Given the controversies that Sanjay Leela Bhansali's Padmaavat was mired in, we and surely a lot of you were angry, along with everyone who was associated with the film. The film faced criticism from a fringe group because of a sensual dream sequence, that was not even a part of the film. But thankfully, the makers didn't back down and made sure the movie makes it to the theatres. But then there have been many films that didn't see the light of the day in our country because of its controversial content. It's not recently that India, known for its multi-lingual, multi-ethnic and secular culture, has got intolerant when it comes to its modern arts. It has been happening for many years. It all started with the 1973 movie Garam Hava.

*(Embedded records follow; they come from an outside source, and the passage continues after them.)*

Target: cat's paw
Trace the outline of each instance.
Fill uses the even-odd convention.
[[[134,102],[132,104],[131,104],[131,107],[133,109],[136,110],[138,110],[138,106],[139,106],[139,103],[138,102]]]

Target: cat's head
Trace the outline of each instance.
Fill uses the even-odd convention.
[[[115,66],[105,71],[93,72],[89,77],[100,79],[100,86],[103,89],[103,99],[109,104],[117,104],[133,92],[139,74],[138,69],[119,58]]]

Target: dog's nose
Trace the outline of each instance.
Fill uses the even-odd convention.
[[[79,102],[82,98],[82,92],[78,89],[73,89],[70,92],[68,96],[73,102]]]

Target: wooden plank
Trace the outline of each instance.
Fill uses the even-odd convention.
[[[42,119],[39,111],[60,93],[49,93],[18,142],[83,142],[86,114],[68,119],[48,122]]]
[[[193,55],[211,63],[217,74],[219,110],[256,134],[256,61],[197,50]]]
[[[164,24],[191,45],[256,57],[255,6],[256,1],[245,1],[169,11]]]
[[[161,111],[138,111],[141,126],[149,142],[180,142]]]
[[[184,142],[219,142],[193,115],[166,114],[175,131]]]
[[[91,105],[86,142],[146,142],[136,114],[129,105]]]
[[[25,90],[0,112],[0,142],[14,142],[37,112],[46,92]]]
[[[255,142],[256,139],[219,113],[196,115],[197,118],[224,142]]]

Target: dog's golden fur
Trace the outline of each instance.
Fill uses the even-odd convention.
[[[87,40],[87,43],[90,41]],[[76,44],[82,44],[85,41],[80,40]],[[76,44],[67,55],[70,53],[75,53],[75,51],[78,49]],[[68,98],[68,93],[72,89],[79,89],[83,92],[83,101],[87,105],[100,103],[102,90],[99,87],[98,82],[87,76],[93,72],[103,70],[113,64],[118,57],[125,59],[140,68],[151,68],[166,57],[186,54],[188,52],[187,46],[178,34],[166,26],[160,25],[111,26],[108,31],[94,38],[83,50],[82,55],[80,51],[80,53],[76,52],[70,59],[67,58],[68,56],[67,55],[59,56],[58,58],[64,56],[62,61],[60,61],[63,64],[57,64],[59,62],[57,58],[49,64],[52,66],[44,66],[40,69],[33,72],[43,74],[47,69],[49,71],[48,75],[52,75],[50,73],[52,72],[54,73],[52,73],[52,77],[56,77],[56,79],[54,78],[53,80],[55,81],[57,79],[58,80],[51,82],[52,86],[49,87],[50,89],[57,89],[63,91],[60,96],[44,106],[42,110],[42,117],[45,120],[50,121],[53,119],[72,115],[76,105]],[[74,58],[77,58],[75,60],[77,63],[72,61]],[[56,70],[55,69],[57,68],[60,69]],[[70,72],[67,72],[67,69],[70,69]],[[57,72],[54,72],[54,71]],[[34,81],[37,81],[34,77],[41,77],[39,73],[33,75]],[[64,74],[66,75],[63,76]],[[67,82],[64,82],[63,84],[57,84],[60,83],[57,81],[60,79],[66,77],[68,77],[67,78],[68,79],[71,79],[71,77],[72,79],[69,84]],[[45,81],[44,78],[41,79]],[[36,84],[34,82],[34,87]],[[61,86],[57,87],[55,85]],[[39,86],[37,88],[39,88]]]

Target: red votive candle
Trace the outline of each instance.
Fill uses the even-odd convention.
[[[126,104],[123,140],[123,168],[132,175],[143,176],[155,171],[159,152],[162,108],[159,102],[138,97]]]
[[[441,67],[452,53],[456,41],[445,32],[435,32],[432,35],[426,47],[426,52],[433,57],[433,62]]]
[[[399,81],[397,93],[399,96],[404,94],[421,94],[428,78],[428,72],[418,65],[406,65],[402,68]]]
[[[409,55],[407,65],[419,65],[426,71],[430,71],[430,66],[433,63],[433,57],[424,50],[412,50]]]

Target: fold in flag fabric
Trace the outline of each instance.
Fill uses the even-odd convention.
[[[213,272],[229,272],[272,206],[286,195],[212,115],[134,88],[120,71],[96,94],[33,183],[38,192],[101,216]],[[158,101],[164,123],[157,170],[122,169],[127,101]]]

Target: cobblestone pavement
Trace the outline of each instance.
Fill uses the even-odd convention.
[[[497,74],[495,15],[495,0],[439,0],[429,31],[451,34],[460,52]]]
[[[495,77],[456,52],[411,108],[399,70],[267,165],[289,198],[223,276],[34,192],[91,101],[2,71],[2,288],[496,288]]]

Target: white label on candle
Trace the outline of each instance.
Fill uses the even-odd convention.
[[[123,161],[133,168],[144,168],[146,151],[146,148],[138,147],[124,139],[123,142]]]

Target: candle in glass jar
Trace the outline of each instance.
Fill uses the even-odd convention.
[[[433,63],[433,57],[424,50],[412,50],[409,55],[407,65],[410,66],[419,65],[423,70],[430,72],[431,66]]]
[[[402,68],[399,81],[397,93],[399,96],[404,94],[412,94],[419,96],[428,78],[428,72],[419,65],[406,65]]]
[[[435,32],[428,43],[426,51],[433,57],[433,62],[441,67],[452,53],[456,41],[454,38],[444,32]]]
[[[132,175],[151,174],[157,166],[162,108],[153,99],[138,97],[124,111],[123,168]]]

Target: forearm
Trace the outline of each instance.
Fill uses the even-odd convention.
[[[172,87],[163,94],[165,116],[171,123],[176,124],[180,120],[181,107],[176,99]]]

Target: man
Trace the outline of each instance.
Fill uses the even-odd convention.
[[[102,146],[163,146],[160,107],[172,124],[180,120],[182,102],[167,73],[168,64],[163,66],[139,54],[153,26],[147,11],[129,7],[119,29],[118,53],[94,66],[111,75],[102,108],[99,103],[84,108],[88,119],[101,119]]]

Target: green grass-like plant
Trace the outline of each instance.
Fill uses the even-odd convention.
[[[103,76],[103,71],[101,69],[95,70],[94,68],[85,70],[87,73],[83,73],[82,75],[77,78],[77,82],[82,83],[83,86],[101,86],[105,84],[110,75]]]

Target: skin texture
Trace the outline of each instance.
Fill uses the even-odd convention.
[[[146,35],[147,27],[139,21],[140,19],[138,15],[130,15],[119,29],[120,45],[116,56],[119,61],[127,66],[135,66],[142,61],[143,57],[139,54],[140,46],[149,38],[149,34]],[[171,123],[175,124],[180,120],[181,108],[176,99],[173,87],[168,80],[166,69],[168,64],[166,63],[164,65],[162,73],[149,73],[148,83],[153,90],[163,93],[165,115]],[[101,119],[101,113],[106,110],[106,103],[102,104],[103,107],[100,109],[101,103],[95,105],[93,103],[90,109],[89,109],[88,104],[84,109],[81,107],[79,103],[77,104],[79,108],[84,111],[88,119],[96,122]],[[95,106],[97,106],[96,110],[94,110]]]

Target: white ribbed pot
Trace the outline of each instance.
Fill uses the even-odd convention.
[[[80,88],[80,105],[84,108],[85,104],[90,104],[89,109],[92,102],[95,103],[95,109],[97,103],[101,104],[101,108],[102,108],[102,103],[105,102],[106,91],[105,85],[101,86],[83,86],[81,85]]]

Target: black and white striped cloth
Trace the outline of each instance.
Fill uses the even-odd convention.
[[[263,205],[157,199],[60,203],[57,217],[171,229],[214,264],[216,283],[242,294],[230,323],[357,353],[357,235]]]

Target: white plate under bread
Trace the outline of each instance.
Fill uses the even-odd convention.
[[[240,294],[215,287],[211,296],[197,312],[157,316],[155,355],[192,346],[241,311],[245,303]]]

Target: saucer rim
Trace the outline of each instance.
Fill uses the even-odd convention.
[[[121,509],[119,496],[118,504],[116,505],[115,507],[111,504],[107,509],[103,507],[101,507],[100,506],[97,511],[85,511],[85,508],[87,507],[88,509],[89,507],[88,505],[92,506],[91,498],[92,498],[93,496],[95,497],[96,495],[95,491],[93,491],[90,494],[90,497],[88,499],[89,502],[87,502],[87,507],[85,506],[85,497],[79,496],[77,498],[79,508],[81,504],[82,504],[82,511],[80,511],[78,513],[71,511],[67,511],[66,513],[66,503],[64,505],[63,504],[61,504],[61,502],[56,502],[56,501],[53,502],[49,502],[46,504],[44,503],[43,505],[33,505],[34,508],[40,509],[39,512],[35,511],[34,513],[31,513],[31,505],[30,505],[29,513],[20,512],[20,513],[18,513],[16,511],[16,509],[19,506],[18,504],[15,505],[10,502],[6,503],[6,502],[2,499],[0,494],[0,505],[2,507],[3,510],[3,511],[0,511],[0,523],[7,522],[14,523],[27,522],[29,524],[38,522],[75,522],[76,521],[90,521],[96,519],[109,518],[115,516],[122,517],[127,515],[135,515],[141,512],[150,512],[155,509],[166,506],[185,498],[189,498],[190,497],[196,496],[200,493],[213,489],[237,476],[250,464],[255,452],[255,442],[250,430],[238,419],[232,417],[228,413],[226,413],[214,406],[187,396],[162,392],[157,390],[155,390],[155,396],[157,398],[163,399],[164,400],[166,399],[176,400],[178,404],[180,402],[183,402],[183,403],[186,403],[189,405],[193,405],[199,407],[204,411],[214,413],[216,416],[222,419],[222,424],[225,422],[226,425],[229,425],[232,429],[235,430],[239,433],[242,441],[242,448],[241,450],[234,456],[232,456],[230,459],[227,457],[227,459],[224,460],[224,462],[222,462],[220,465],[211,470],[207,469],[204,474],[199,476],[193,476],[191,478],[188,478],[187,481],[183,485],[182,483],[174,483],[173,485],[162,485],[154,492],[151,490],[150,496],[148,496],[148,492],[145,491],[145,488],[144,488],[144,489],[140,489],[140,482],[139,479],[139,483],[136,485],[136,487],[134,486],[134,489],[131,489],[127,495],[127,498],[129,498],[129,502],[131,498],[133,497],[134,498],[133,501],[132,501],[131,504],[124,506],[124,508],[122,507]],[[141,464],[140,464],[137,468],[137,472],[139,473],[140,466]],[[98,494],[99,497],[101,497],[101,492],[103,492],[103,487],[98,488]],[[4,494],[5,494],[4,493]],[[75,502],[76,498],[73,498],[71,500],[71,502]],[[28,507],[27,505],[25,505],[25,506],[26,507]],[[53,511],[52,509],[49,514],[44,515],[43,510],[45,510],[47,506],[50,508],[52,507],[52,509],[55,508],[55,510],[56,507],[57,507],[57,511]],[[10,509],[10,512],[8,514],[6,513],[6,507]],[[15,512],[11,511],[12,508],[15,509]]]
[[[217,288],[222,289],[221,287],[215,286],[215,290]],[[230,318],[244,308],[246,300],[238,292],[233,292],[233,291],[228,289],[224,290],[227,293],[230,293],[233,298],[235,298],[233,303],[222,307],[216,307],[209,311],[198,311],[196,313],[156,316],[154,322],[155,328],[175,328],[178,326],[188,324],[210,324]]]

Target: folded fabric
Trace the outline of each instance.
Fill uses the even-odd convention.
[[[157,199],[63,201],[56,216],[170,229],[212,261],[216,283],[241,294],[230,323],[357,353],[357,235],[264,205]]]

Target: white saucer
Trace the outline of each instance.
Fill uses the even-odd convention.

In the list of banned movies in India lies Mira Nair's Kama Sutra: A Tale Of Love. It's not rocket science to guess why this movie was banned in India. Many protested against the explicit sexual content featured in the movie that did not settle well with the Indian mindset. But why are we talking about this 1996 movie now, you ask? Well, this film has recently managed to achieve a feat, which should make India proud.
The trailer of Kama Sutra: A Tale of Love has become the third most watched trailer of a film in the history of YouTube. It has managed to outdo the trailer of Fifty Shades of Grey to bag the third spot in the list of the most watched trailers of all times on YouTube. The movies ahead of Kama Sutra in the list include Avengers: Infinity War and Star Wars: The Force Awakens, who are at first and second position respectively.Watch the trailer of Kama Sutra: A Tale Of Love right here:
The backlash for the movie was so strong that Indira Verma, the lead actress and the only child of an Indian father and a Swiss mother who was of part Genoese Italian descent, was afraid of coming to her father's birth country.The film also stars Rekha and Naveen Andrews in pivotal roles. Rekha plays the role of Rasa Devi, teacher of Kama Sutra. Sadly, even though the film has made an important record, it still won't be acknowledged by those set of Indians, who banned it back then.